I hear you Trumpet - here's the thing. I went to the Bishop (his boss!). The bishop essentially said, re: the affair, if there are no other witnesses to it, his hands are tied. It's my word against his, and that will not play out well in the church. I think he was basically trying to protect the church and also provide for H's potential innocence in it. He tried to counsel me but it wasn't much help in the bigger picture. You're right - someone *else* needs to get through to him - it cannot be me. But, it's all so dark & secretive, no one else *will*, and no one else knows that has any ability to help. He thinks he should be the only counselor in this arena already, even though he admits he doesnt' know what else to do & feels like he's already done it all (ugh).

I keep trying many ways to break the cycle!! I even identify it, but that doesn't seem to matter. He tells me over & over that I am not humble and accepting responsibility. I do - I don't know what I'm missing (though I'll admit the humility thing he has me there).
I've been at this for many months now. I keep failing and taking the bait.

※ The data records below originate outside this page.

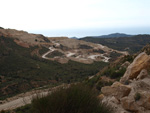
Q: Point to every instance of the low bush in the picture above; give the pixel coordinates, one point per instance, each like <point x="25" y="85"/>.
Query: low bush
<point x="75" y="99"/>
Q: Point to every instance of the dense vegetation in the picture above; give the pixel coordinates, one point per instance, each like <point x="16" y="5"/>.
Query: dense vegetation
<point x="75" y="99"/>
<point x="20" y="71"/>
<point x="131" y="44"/>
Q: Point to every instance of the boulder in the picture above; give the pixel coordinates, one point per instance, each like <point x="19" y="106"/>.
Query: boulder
<point x="129" y="105"/>
<point x="117" y="90"/>
<point x="142" y="61"/>
<point x="144" y="101"/>
<point x="142" y="74"/>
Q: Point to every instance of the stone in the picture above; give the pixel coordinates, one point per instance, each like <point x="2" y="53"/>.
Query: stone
<point x="142" y="61"/>
<point x="142" y="74"/>
<point x="101" y="96"/>
<point x="129" y="105"/>
<point x="117" y="90"/>
<point x="126" y="64"/>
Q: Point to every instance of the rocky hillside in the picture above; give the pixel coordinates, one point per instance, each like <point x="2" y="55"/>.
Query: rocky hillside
<point x="132" y="93"/>
<point x="32" y="60"/>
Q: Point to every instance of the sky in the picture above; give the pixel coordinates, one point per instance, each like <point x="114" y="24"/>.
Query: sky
<point x="77" y="18"/>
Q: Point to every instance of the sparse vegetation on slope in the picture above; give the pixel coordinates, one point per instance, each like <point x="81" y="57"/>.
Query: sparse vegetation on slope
<point x="20" y="71"/>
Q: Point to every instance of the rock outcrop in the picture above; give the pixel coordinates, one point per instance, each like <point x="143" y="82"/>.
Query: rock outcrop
<point x="142" y="61"/>
<point x="117" y="90"/>
<point x="134" y="97"/>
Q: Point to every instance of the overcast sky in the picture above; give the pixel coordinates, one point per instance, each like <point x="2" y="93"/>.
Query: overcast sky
<point x="76" y="17"/>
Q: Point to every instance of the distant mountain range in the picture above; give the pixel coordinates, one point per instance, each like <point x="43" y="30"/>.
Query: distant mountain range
<point x="113" y="35"/>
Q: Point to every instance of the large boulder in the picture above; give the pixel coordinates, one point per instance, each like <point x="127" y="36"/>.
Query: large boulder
<point x="129" y="105"/>
<point x="142" y="61"/>
<point x="142" y="74"/>
<point x="117" y="90"/>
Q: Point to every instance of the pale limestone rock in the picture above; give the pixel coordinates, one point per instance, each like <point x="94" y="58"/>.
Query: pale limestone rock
<point x="142" y="74"/>
<point x="129" y="105"/>
<point x="117" y="90"/>
<point x="142" y="61"/>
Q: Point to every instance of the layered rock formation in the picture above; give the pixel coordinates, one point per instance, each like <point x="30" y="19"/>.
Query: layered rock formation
<point x="132" y="93"/>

When I try to explicate myself from it, he chases after and rages that I'm controlling the sitch by not facing his raging (his idea of communication) and therefore I'm a terrible communicator, terrible wife and always usurping control.

Last edited by kyrie; 01/05/16 05:16 PM.

Me: 42, H: 38
Married: 12 years (second M for me)
14D, 9D
2015 EA (PA??), porn addict, *pastor/counselor* MLC

At a counselor, he said he wanted the marriage but not to work on himself w/a IC. Piecing?